[Math] Heun’s method: Why is it of second order

numerical methodsordinary differential equationsrunge-kutta-methods

I want to get an intuitive understanding of Heun's method and why it has order of consistency 2, i.e. the error lies is in $O(h^{3})$ if $h$ is the stepwidth., I have read it everywhere, my professor says it without proving it. All the resources I have seen so far on the web either omit the proof as trivial, and the only one that does the proof does it wrong. I am at a loss. Can someone explain it to me in as much detail as possible?

Best Answer

I am assuming you mean the explicit method given by \begin{align} &k_1 = f(t_n, y_n) \\ &k_2 = f(t_n + h, y_n + hk_1) \\ &y_{n + 1} = y_n + \frac{h}{2}\left(k_1 + k_2\right) \end{align} To analyze truncation error, assume $y_n = y(t_n)$. From Euler's method we know $$y_n + hk_1 = y(t_n + h) + O(h^2)$$ Therefore by Taylor expanding the y argument to the first degree $$k_2 = f(t_n + h, y(t_n + h) + O(h^2)) = f(t_n + h, y(t_n + h)) + O(h^2)$$ Hence Heun's method is almost the trapezoid method for integration applied to $f$ to approximate $y(t_n + h) - y_n = \int_{t_n}^{t_n + h}f(t, y(t))\,dt$ except that it differs from it by $\frac{h}{2}O(h^2) = O(h^3)$. The trapezoid method is known to be $O(h^3)$ locally, so the error of Heun's method is $O(h^3)$ since it differs from the trapezoid method by $O(h^3)$.

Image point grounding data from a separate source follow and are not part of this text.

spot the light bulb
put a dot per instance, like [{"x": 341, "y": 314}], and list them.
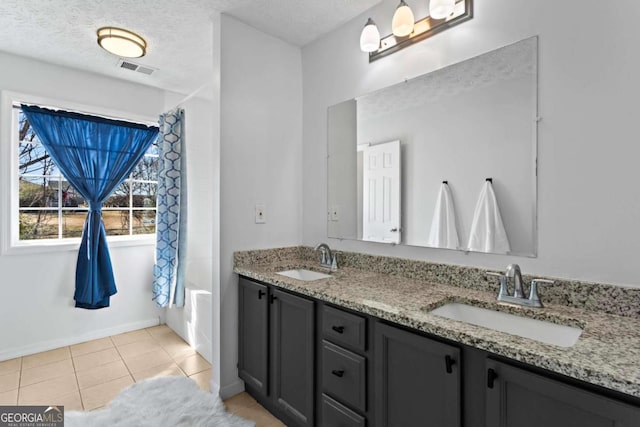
[
  {"x": 402, "y": 23},
  {"x": 440, "y": 9},
  {"x": 370, "y": 37}
]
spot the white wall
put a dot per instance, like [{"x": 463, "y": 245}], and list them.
[
  {"x": 260, "y": 155},
  {"x": 588, "y": 197},
  {"x": 36, "y": 308},
  {"x": 193, "y": 322}
]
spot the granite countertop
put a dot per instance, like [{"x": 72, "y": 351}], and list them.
[{"x": 606, "y": 354}]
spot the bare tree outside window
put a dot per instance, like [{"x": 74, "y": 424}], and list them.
[{"x": 50, "y": 208}]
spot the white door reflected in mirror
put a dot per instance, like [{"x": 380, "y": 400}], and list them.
[{"x": 381, "y": 192}]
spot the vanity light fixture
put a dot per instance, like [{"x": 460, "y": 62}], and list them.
[
  {"x": 443, "y": 14},
  {"x": 402, "y": 22},
  {"x": 370, "y": 37},
  {"x": 121, "y": 42},
  {"x": 440, "y": 9}
]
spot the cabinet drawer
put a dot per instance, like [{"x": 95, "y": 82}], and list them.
[
  {"x": 336, "y": 415},
  {"x": 344, "y": 328},
  {"x": 344, "y": 375}
]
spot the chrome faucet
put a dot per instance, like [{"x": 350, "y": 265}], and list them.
[
  {"x": 514, "y": 275},
  {"x": 328, "y": 260}
]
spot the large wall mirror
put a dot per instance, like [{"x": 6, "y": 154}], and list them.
[{"x": 390, "y": 151}]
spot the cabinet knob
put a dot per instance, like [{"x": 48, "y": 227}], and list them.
[
  {"x": 449, "y": 362},
  {"x": 491, "y": 377},
  {"x": 338, "y": 373}
]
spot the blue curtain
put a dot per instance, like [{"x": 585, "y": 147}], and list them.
[
  {"x": 168, "y": 272},
  {"x": 95, "y": 155}
]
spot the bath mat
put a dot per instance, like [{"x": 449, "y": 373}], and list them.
[{"x": 159, "y": 402}]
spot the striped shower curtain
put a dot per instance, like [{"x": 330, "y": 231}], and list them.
[{"x": 168, "y": 271}]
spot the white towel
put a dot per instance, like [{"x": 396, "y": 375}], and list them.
[
  {"x": 443, "y": 232},
  {"x": 487, "y": 230}
]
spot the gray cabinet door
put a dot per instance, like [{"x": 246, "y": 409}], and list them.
[
  {"x": 292, "y": 351},
  {"x": 253, "y": 335},
  {"x": 519, "y": 398},
  {"x": 417, "y": 380}
]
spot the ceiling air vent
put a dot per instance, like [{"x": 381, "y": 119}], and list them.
[{"x": 132, "y": 66}]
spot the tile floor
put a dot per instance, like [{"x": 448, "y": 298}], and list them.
[{"x": 87, "y": 376}]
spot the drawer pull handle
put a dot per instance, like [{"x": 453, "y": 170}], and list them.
[
  {"x": 491, "y": 377},
  {"x": 449, "y": 362}
]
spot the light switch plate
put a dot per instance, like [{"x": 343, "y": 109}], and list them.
[
  {"x": 335, "y": 213},
  {"x": 261, "y": 216}
]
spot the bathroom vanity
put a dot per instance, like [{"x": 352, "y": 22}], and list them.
[{"x": 362, "y": 348}]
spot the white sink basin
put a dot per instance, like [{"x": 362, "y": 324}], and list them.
[
  {"x": 302, "y": 274},
  {"x": 539, "y": 330}
]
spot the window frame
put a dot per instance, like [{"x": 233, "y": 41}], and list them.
[{"x": 10, "y": 243}]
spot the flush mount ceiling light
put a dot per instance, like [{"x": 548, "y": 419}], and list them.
[
  {"x": 121, "y": 42},
  {"x": 443, "y": 14}
]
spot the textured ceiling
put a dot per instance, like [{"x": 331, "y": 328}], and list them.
[{"x": 178, "y": 33}]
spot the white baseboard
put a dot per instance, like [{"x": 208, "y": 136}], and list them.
[
  {"x": 229, "y": 390},
  {"x": 7, "y": 354}
]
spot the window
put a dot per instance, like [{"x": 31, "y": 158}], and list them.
[{"x": 49, "y": 208}]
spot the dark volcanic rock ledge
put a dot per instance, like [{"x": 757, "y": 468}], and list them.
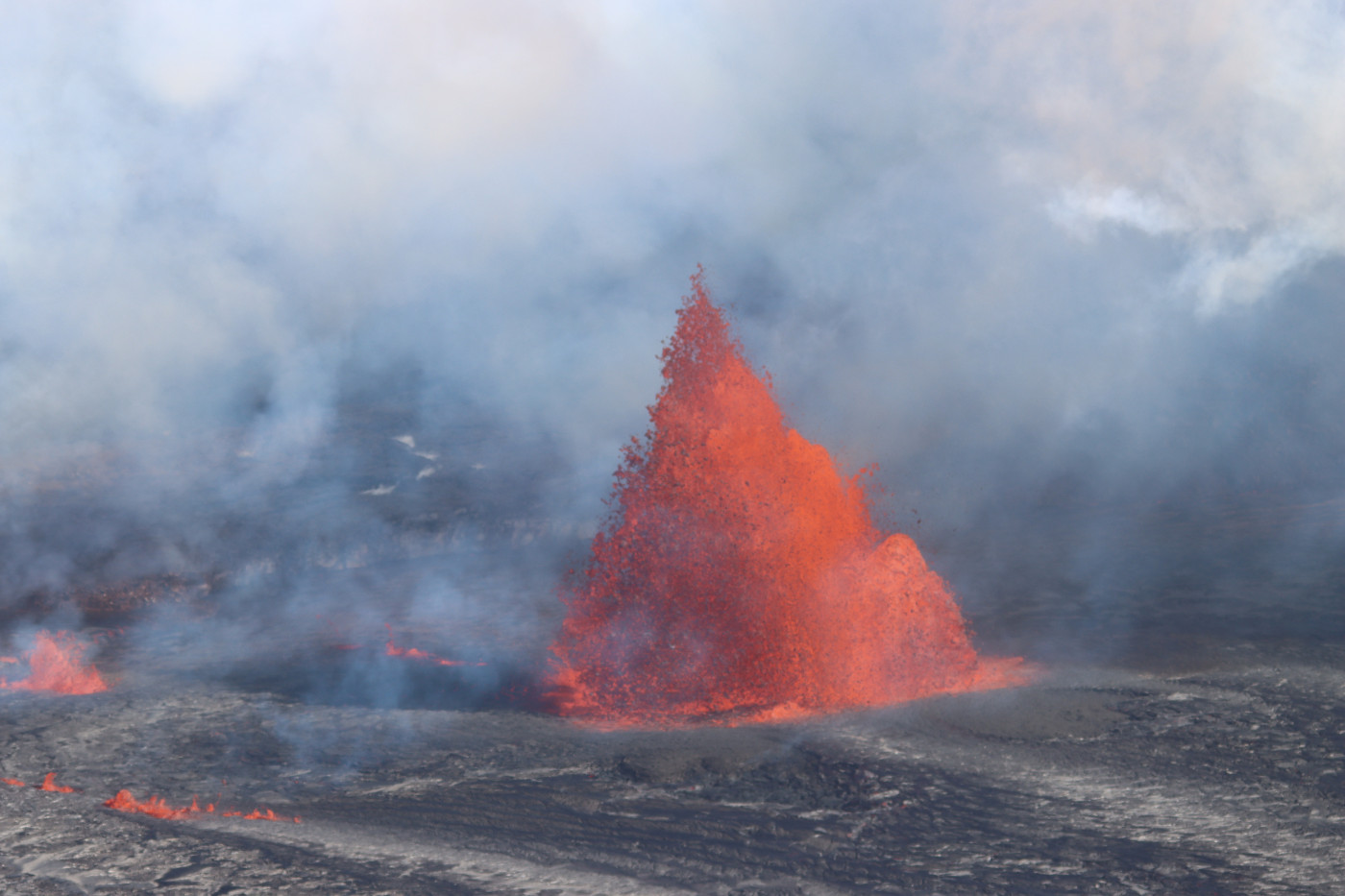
[{"x": 1227, "y": 781}]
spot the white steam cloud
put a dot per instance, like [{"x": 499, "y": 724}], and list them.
[{"x": 1018, "y": 254}]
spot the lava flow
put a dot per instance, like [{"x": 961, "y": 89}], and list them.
[
  {"x": 56, "y": 664},
  {"x": 158, "y": 808},
  {"x": 740, "y": 576}
]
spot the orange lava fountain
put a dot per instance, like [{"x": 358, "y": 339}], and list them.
[
  {"x": 56, "y": 664},
  {"x": 740, "y": 576},
  {"x": 158, "y": 808}
]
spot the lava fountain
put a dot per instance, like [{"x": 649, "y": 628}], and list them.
[
  {"x": 56, "y": 664},
  {"x": 740, "y": 576}
]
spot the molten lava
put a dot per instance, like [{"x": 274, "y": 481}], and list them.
[
  {"x": 158, "y": 808},
  {"x": 56, "y": 664},
  {"x": 740, "y": 574}
]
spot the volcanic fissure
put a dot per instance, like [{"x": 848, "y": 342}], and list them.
[{"x": 740, "y": 574}]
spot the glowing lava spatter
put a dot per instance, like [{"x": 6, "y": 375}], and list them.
[
  {"x": 740, "y": 574},
  {"x": 56, "y": 664},
  {"x": 158, "y": 808}
]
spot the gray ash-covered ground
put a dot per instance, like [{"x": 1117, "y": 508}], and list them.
[
  {"x": 1186, "y": 734},
  {"x": 1220, "y": 779}
]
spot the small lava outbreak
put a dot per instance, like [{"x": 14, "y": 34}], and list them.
[
  {"x": 740, "y": 576},
  {"x": 56, "y": 664}
]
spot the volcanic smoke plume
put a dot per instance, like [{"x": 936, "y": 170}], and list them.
[{"x": 742, "y": 576}]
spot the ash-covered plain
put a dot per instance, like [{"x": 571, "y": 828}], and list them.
[{"x": 1217, "y": 771}]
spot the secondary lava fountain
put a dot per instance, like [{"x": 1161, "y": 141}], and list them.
[
  {"x": 740, "y": 576},
  {"x": 56, "y": 664}
]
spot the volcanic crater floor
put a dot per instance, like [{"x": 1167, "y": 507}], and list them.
[{"x": 1223, "y": 779}]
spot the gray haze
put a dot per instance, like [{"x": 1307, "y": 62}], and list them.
[{"x": 1069, "y": 272}]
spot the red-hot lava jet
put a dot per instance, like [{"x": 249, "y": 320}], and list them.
[
  {"x": 56, "y": 664},
  {"x": 740, "y": 576}
]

Alternatively, Taylor expanding Heun's method and comparing it to the Taylor expansion of $y(t_n + h)$ will give you the result. This strategy can give the conditions for a Runge Kutta method to achieve a desired order.

For example for two stage methods of order 2:

Assume a method of the form \begin{align} &k_1 = f(t_n, y_n) \\ &k_2 = f(t_n + c_2h, y_n + ha_{21}k_1) \\ &y_{n + 1} = y_n + h(b_1k_1 + b_2k_2) \\ \end{align} Then Taylor expanding $k_2$ to $O(h^2)$ gives \begin{align} k_2 &= f + f_{t}c_2h + f_{y}ha_{21}k_1 + O(h^2) \\ &= f + (c_{2}f_{t} + a_{21}f_{y}f)h + O(h^2). \end{align} where the arguments $(t_n, y_n)$ are omitted. Hence \begin{align} y_{n + 1} = y_{n} + (b_1 + b_2)fh + (b_{2}c_{2}f_{t} + b_{2}a_{21}f_{y}f)h^2 + O(h^3). \end{align} On the other hand, \begin{align} y(t_n + h) = y_{n} + y'(t_n)h + \frac{y''(t_n)}{2}h^2 + O(h^3). \end{align} Since $y'(t) = f(t, y(t))$, we get \begin{align} &y'(t_n) = f \\ &y''(t_n) = f_t \cdot 1 + f_yy' = f_t + f_{y}f. \end{align} Therefore $$y(t_n + h) = y_n + fh + \frac{f_t + f_yf}{2}h^2 + O(h^3)$$ Matching terms gives \begin{align} &b_1 + b_2 = 1 \\ &b_2c_2 = \frac{1}{2} \\ &b_2a_{21} = \frac{1}{2}. \end{align} Heun's method is $c_2 = 1$, $b_1 = b_2 = \frac{1}{2}$, $a_{21} = 1$.